Eventually the guard strode away to the shadows of the next courtyard where the dog offered a servile whimper of welcome, and while the animal was distracted, Chang moved fast. Wet tiles, slick under his feet. Along the top ridge. More tiles, moss-covered and treacherous. The tree, as easy as stepping stones. Over the veranda. The open window. A low light glimmered behind the curtain. Chang stepped over the sill.
It was a large room. In the centre stood a massive black-oak bed, silk canopied and deeply carved with the shapes of bats with wings spread wide and fangs bared and long-necked birds devouring scorpions and frogs. To one side of the bed a candle burned in a jade holder and around it lay a confusion of fallen glasses and bottles, leather thongs, pools of spilled beer and a small brass burner. A long-stemmed pipe of stained ivory had been thrown on top of it all. The air smelled sweet and sickly.
Chang stood in the fold of the curtain for just long enough to make out three figures on the sheets. Two lay still and silent, eyes wide with fear. Staring at the knife in his hand. They were two young concubines, wrists bound with cords of leather to a hook attached to the headboard, and both were naked. Their smooth skin glistened with fragrant oil. One had what looked like a whip mark across her small breasts. Between the young concubines a large male figure lay sprawled on his back, slack-jawed and snoring, a yellow trail of vomit on the side of his face and the pillow. He wore nothing but a belt of snake teeth around his waist, which was thick and muscular, and his stomach was covered in dense wiry hair.
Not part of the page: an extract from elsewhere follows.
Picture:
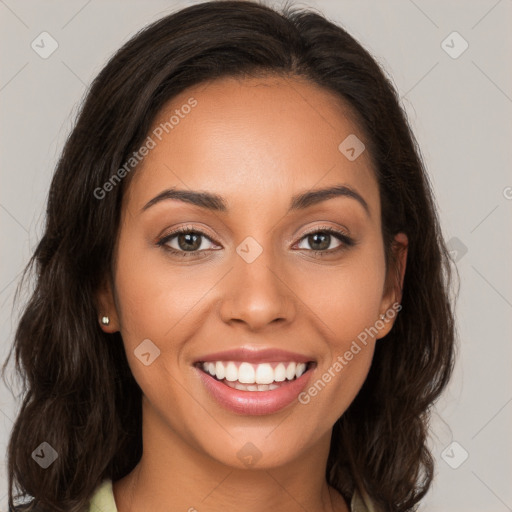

Chang fixed his eyes on the girls. It was a long time since he’d had a woman. The one with the whip mark was very beautiful, eyes like sloes and breasts that swelled soft and inviting, tilting upward with pink bud nipples. He moved closer, slowing his breathing, and stood at the foot of the bed. In one swift leap he was kneeling on it, between the man’s naked legs. The man’s closed eyes were quivering behind his eyelids but otherwise he did not move a muscle, unaware of anything except the drugged chaos of dreams beyond control. Chang reached over and removed a pair of chopsticks from the bedside table, sending both girls scurrying into a tight huddle on the pillows, the thongs pulled taut around their wrists. They were trembling, their long black hair flickering in the candlelight.
‘A demon of the night,’ one whispered.
‘Don’t kill us.’
He paid them no heed. Using the chopsticks in his left hand, he took hold of the man’s limp penis and raised it until it was pulled taut and upright. A groan came from the sleeper’s mouth, and one heavy hand crept down to his groin but then lay still. Chang slipped the sharp tip of his knife through the tangle of black hairs till it found the base of the penis and with a small twist of his wrist he snicked the fragile flesh.
A screech like the whinny of a horse rang out and made Chang expect the guard’s return.
‘Silence,’ he hissed.
The man’s mouth shut and his teeth ground together. Whether in fear or pain was not clear. To Chang it made no difference.
‘Silence,’ he ordered again.
The man’s eyes were narrowed to slits, and they were staring with hatred at Chang. For one moment they sought out the sword, slender and delicately engraved, that hung on the wall above a small shrine, but Chang increased the pressure of his blade.
‘What is it you want?’ the man growled. His body was rigid and still as stone.